1. Introduction
Haemophilia A and B are rare X chromosome-linked monogenic disorders resulting from a deficiency in a coagulation factor in the intrinsic pathway of blood coagulation. These two diseases affect approximately 210,000 persons worldwide [1]. Developing medicines intended for small numbers of patients has little commercial incentive under normal market conditions. Therefore, the EU offers a range of incentives to encourage the development of designated orphan medicines [2]. The scope of this review is to provide an overview of the clinical development of medicinal products currently holding an orphan designation in EU for treatment of haemophilia A and B based on current experience and knowledge.

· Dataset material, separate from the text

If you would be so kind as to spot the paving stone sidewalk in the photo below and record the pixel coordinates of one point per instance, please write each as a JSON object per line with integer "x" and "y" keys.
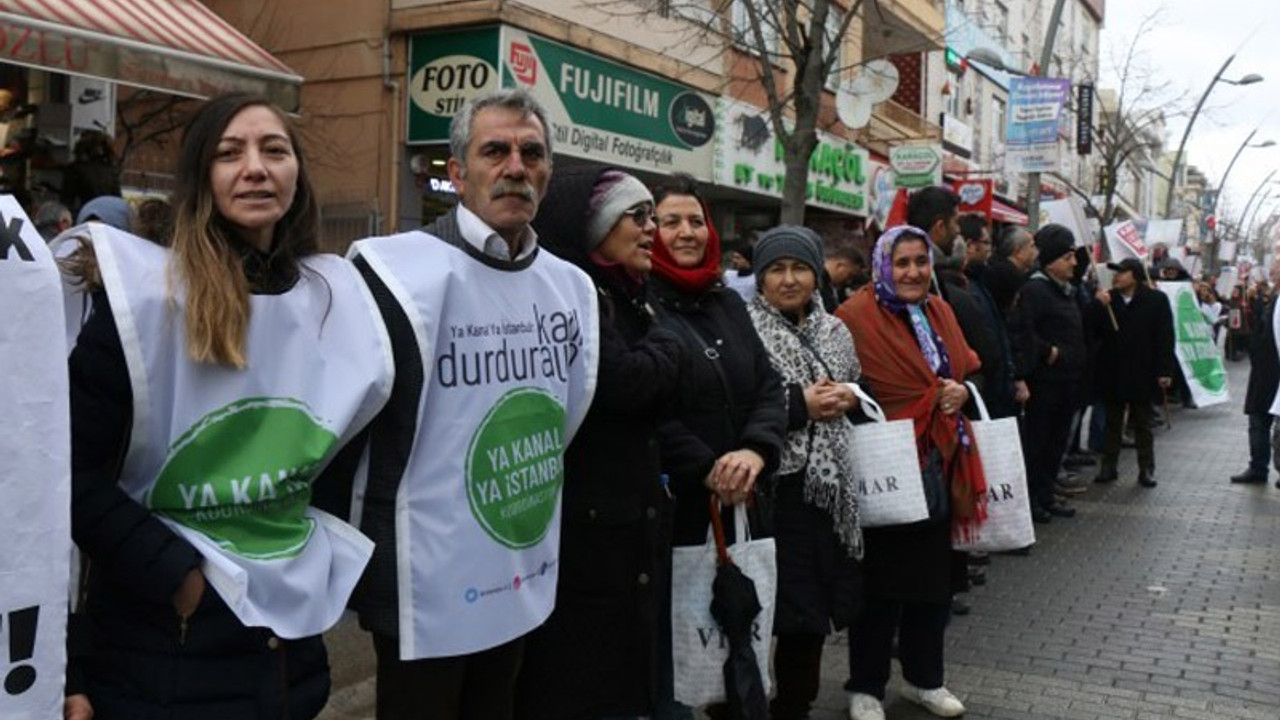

Haemophilia is caused by mutations in the genes encoding for Factor VIII (haemophilia A, the more prevalent form) and Factor XI (haemophilia B), resulting in decreased production and/or function of factor VIII and factor IX proteins. Both FVIII and FXI are naturally synthesized in the liver: FVIII in the liver sinusoidal endothelial cells (LSEC) and FIX in hepatocytes. Patients with severe haemophilia have an absence of circulating plasma FVIII and FIX activity (<1%), resulting in spontaneous or excessive bleeding into joints and muscles. If left untreated, recurrent bleedings result in the development of chronic arthropathy (knee, ankle and elbow) and early mortality from spontaneous or trauma-induced bleeds.

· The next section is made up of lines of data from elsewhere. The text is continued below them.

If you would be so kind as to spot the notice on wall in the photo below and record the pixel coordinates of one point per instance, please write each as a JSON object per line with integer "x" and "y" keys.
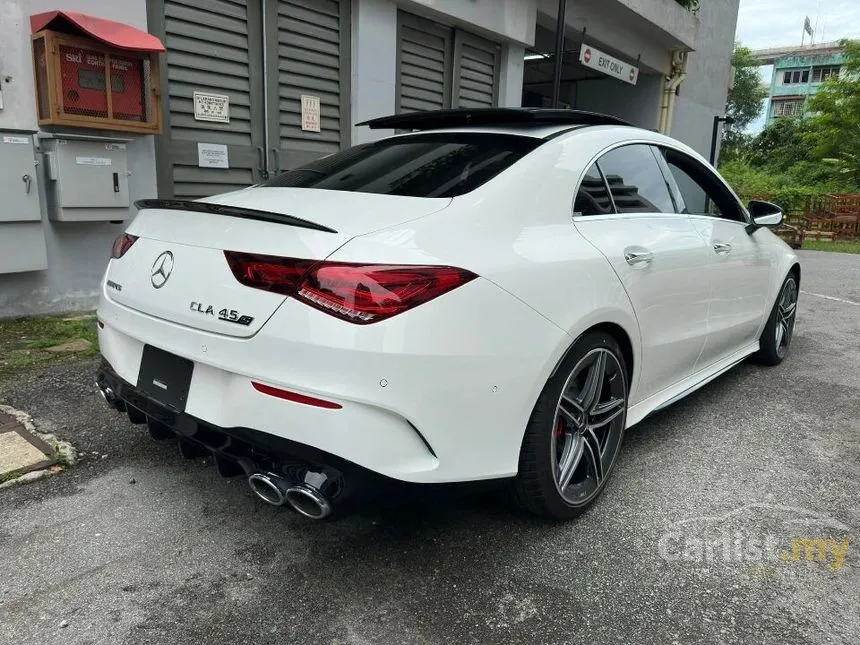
{"x": 609, "y": 65}
{"x": 211, "y": 107}
{"x": 93, "y": 161}
{"x": 212, "y": 155}
{"x": 310, "y": 113}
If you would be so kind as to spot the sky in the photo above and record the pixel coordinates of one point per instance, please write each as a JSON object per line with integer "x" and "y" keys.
{"x": 774, "y": 23}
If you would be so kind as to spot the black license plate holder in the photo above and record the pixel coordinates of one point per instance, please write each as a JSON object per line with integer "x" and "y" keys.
{"x": 165, "y": 377}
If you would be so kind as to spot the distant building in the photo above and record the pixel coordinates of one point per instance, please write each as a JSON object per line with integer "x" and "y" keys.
{"x": 797, "y": 74}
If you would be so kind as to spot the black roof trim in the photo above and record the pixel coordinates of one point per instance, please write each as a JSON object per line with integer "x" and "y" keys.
{"x": 437, "y": 119}
{"x": 230, "y": 211}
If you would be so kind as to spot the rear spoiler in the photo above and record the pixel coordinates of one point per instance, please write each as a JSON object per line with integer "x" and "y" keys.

Haemophilia care has undergone remarkable improvements over the past decades and haemophilia has been transformed from a debilitating disease to a manageable condition. Although the diffused/pervasive availability of safe and effective replacement therapy, haemophilia patients continue to experience enormous burden of treatment, spontaneous bleeding and progressive joint disease, as well as high rates of development of inhibitors to factor products. In the past 20 years, recombinant bioengineering has led to extended half-life (EHL) therapies with increased efficacy and easier modes of administration, as well as decreased immunogenicity. [4]. We are now on a paradigm shift in prophylaxis for haemophilia through the development of the first substitution therapy, as well as innovative rebalancing therapies. Investigational gene therapy holds the promise for a definitive clinical cure [5-6].